Labor laws are fairly basic across the globe. For instance, California businesses are required by law to prominently display a copy of the Federal labor law posters where they will be seen by all employees. Displaying federal labor law posters ensures that all employees will have adequate access to their rights and information they may need in case of workplace violations. In addition, California labor law posters must also be prominently visible for the same reason. One such poster that is frequently found in California is the Migrant and Seasonal Agricultural Worker Protection Act (MSPA), which protects migrant workers from harassment and protects their interests while working in the United States. The posters should be provided in a variety of languages such as Spanish, Hmong, Vietnamese, and Haitian, along with their English translation. Federal labor law posters should also include the terms of their employment, including wages, meals, transportation costs, housing terms, and other various charges. While there are no size requirements for the federal posters, size requirements are standard for the California labor law posters. California labor law posters should be at least 12 inches high and 10 inches wide and must be displyaed on all job sites and vehicles.

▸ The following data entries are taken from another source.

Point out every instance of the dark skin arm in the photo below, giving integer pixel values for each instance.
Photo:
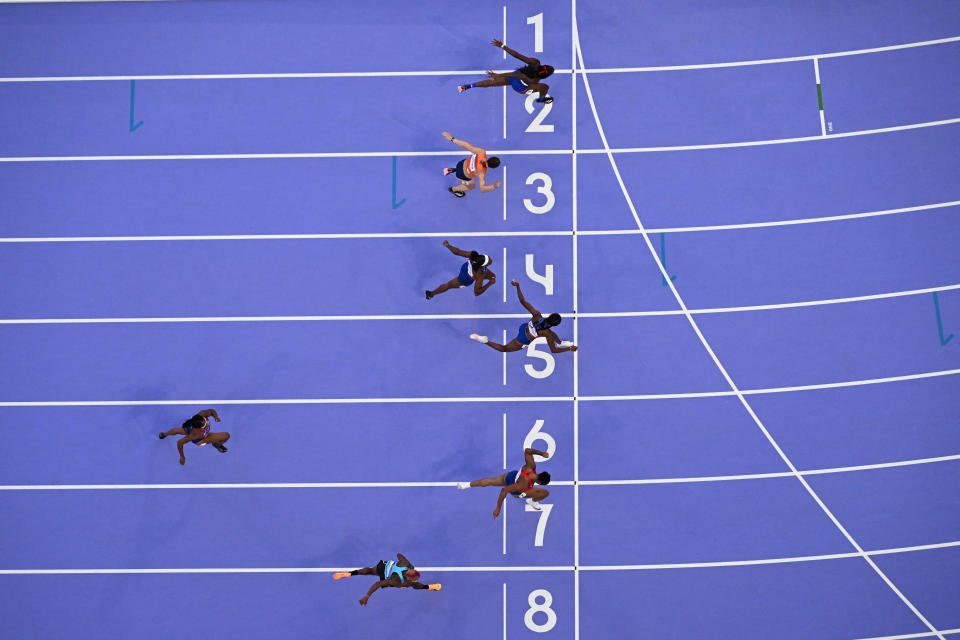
(526, 305)
(519, 56)
(491, 279)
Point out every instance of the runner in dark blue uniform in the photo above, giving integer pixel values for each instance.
(398, 574)
(197, 431)
(525, 79)
(473, 272)
(537, 327)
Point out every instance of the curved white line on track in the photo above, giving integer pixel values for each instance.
(747, 63)
(729, 380)
(397, 485)
(484, 234)
(384, 74)
(499, 152)
(655, 396)
(625, 567)
(481, 316)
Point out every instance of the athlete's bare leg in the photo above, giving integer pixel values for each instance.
(446, 286)
(513, 345)
(496, 481)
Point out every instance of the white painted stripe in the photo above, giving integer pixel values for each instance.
(482, 316)
(660, 396)
(747, 63)
(723, 371)
(760, 143)
(224, 76)
(781, 474)
(263, 76)
(490, 234)
(517, 152)
(484, 569)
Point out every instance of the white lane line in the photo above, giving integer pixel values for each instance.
(780, 474)
(733, 386)
(760, 143)
(262, 76)
(747, 63)
(484, 569)
(377, 74)
(395, 485)
(516, 152)
(816, 73)
(481, 316)
(660, 396)
(492, 234)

According to the California Labor and Workforce Development Agency (LWDA), their two main goals are: to improve access to employment and training programs, and to ensure that California businesses and workers have a level playing field to compete and prosper. To achieve those goals, strict compliance and adherence with both federal and state laws are essential. If a business is to be found in noncompliance with federal and state laws, they may be subjected to punitive fines and possible jail time, with compensation given to the affected employees. Additionally, whistleblowers cannot be transferred, denied a raise, have their hours reduced, or be fired or punished. If someone suspects they have been discriminated against or punished for reporting a violation of the labor laws, they can contact the federal OSHA Area Office representative or a State Plan representative. Additionally, these rights should also be displayed on posters in a prominent position at the worksite. California is also the site of active agricultural labor unions. It is required that any company with a union also displays posters prominently with information about their union, union contact, and rights that are protected by the union. Actions can be taken against employers who violate these rules. One recent action involves the D’Arrigo Brothers, a major grower of vegetables in Salinas, with approximately 1,700 workers.
According to papers, filed on behalf of the workers, the company's forepersons were charged with attempting to decertify the union. The company’s forepersons had been distributing petitions during work hours, which gave the reasonable impression they were working on behalf of management. Consequently, the company was found in violation of unfair labor practices, California Labor Code section 1153, subdivision (a), and interfering with employees' free choice. As a result, the judge ordered the decertification petition dismissed.